One clear inference can be drawn from Condoleezza Rice's testimony before the 9/11 commission this morning: She has been a bad national security adviser—passive, sluggish, and either unable or unwilling to tie the loose strands of the bureaucracy into a sensible vision or policy. In short, she has not done what national security advisers are supposed to do.
The key moment came an hour into the hearing, when former Watergate prosecutor Richard Ben-Veniste took his turn at asking questions. Up to this point, Rice had argued that the Bush administration could not have done much to stop the terrorist attacks on the World Trade Center and the Pentagon. Yes, the CIA's sirens were sounding all summer of an impending strike by al-Qaida, but the warnings were of an attack overseas.
Ben-Veniste brought up the much-discussed PDB—the president's daily briefing by CIA Director George Tenet—of Aug. 6, 2001. For the first time, he revealed the title of that briefing: "Bin Laden Determined To Strike in US."*
Rice insisted this title meant nothing. The document consisted of merely "historical information" about al-Qaida—various plans and attacks of the past. "This was not a 'threat report,' " she said. It "did not warn of any coming attack inside the United States." Later in the hearing, she restated the point: "The PDB does not say the United States is going to be attacked. It says Bin Laden would like to attack the United States."

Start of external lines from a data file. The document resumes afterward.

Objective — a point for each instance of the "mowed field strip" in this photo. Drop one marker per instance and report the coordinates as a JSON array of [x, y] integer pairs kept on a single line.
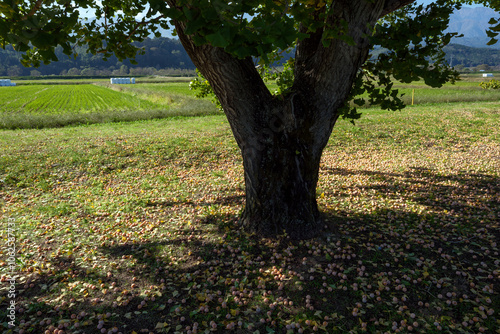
[[58, 99]]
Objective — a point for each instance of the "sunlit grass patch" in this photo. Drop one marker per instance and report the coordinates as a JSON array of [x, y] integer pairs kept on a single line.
[[129, 227]]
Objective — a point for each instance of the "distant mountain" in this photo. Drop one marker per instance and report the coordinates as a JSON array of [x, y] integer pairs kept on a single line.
[[472, 22]]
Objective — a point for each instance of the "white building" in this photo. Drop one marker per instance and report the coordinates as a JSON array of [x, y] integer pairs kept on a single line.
[[122, 81], [6, 82]]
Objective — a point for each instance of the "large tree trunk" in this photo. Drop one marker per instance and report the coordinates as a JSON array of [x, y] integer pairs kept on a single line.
[[282, 138], [281, 173]]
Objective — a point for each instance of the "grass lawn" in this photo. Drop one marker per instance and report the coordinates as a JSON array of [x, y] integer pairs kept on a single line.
[[132, 228]]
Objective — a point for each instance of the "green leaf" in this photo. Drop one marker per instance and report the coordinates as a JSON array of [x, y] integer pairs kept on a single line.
[[217, 39]]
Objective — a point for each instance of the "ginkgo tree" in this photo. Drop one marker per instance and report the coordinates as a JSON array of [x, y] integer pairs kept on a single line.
[[282, 135]]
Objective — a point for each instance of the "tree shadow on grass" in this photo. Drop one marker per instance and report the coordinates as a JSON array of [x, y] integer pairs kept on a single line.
[[462, 193], [167, 282]]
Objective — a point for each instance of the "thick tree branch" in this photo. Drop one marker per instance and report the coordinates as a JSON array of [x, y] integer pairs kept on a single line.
[[392, 5], [236, 83]]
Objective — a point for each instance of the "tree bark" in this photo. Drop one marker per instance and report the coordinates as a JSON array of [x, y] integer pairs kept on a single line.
[[282, 138]]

To call this distinction "academic" would be an insult to academia.
Rice acknowledged that throughout the summer of 2001 the CIA was intercepting unusually high volumes of "chatter" about an impending terrorist strike. She quoted from some of this chatter: "attack in near future," "unbelievable news coming in weeks," "a very, very, very big uproar." She said some "specific" intelligence indicated the attack would take place overseas. However, she noted that very little of this intelligence was specific; most of it was "frustratingly vague." In other words (though she doesn't say so), most of the chatter might have been about a foreign or a domestic attack—it wasn't clear.

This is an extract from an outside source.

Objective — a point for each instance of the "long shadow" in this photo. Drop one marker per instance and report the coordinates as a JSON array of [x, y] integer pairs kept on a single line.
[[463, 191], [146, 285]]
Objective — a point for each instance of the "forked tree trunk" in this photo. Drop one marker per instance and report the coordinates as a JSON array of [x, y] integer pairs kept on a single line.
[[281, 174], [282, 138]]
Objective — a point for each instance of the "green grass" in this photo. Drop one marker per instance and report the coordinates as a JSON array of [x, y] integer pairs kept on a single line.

Given that Richard Clarke, the president's counterterrorism chief, was telling her over and over that a domestic attack was likely, she should not have dismissed its possibility. Now that we know the title of the Aug. 6 PDB, we can go further and conclude that she should have taken this possibility very, very seriously. Putting together the facts may not have been as simple as adding 2 + 2, but it couldn't have been more complicated than 2 + 2 + 2.
The Aug. 6 briefing itself remains classified. Ben-Veniste urged Rice to get it declassified, saying the full document would reveal that even the premise of her analysis is flawed. The report apparently mentions not historical but "ongoing" FBI precautions. Former Democratic Sen. Bob Kerrey added that the PDB also reports that the FBI was detecting a "pattern of activity, inside the United States, consistent with hijacking."
Responding to Ben-Veniste, Rice acknowledged that Clarke had told her that al-Qaida had "sleeper cells" inside the Untied States. But, she added, "There was no recommendation that we do anything" about them. She gave the same answer when former Navy Secretary John Lehman, a Republican and outspoken Bush defender restated the question about sleeper cells. There was, Rice said, "no recommendation of what to do about it." She added that she saw "no indication that the FBI was not adequately pursuing" these cells.
Here Rice revealed, if unwittingly, the roots—or at least some roots—of failure. Why did she need a recommendation to do something? Couldn't she make recommendations herself? Wasn't that her job? Given the huge spike of traffic about a possible attack (several officials have used the phrase "hair on fire" to describe the demeanor of those issuing the warnings), should she have been satisfied with the lack of any sign that the FBI wasn't tracking down the cells? Shouldn't she have asked for positive evidence that it was tracking them down?